En el altar, un sacerdote de piel traslúcida alzaba una copa de plata llena de un líquido oscuro y espeso. Era la comunión. La Sangre Sagrada.

—Sanguis est testamentum. In nomine Patris, et Filii, et Spiritus Sancti…

Los fieles respondieron con un murmullo unísono. Frente a ellos, atado de pies y manos con cordeles de lino bendecido, un hombre de rostro sereno inclinaba la cabeza. No había miedo en sus ojos, solo devoción. Había ofrecido su sangre como sacrificio, creyendo en la redención de aquellos que la beberían.

El sacerdote acercó la copa a sus labios. Su garganta ardía con la sed, la maldición de su linaje. Pero él no era un simple depredador. Era un Custodio de la Sangre. Un pastor en la penumbra. Bebió con reverencia, permitiendo que la sangre corriera por su garganta en un acto de comunión.
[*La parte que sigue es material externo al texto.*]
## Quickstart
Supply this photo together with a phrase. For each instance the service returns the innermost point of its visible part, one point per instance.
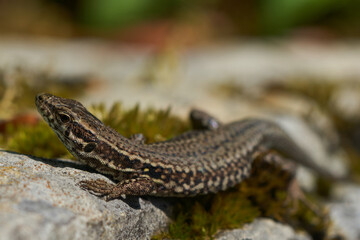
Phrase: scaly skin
(196, 162)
Los congregados hicieron fila, cada uno tomando solo lo necesario. La regla sagrada dictaba que la sed no debía convertirse en gula. La sangre era un don divino, no un derecho.
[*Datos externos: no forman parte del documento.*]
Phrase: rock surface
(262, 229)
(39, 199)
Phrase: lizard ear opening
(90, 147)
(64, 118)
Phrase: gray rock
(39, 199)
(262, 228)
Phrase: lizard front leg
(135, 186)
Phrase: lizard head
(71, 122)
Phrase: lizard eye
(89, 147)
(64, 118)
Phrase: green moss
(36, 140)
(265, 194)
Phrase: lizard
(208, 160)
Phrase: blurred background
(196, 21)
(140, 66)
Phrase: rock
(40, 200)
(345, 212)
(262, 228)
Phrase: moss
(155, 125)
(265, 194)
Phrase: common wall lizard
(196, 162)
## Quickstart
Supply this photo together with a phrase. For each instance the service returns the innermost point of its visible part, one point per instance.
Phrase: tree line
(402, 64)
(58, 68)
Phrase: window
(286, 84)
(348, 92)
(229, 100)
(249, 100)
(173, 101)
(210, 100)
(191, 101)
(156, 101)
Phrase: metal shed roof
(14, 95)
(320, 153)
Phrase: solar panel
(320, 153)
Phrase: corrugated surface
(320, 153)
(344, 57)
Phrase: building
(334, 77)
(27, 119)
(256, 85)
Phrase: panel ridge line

Desde la penumbra de la capilla, una figura observaba el ritual. Un hombre de hábito negro y cruz de hierro al pecho, con cicatrices marcadas por siglos de batallas en la sombra. Fray Lucian, inquisidor de la Santa Sangre. Él no participaba en la comunión, no mientras existiera impureza en el mundo.

La voz del sacerdote resonó una vez más:

—Hemos sido maldecidos, mas no somos demonios. Nos ha sido dada la prueba de la sed para demostrar nuestra fe. No nos ocultamos por vergüenza, sino por penitencia. Mientras el mundo nos rechace, nuestro deber es protegerlo. Así está escrito en el Evangelio de la Sangre.

Los fieles golpearon sus pechos en señal de arrepentimiento y promesa. Afuera, la luna bañaba los claustros en un resplandor pálido. Más allá de esos muros, en la oscuridad, otros vampiros mataban y se regocijaban en su naturaleza. Eran bestias. Herejes.

Fray Lucian besó su cruz y desenfundó su espada bendita. La Vigilia del Hambre había terminado. Ahora, era el momento de cazar.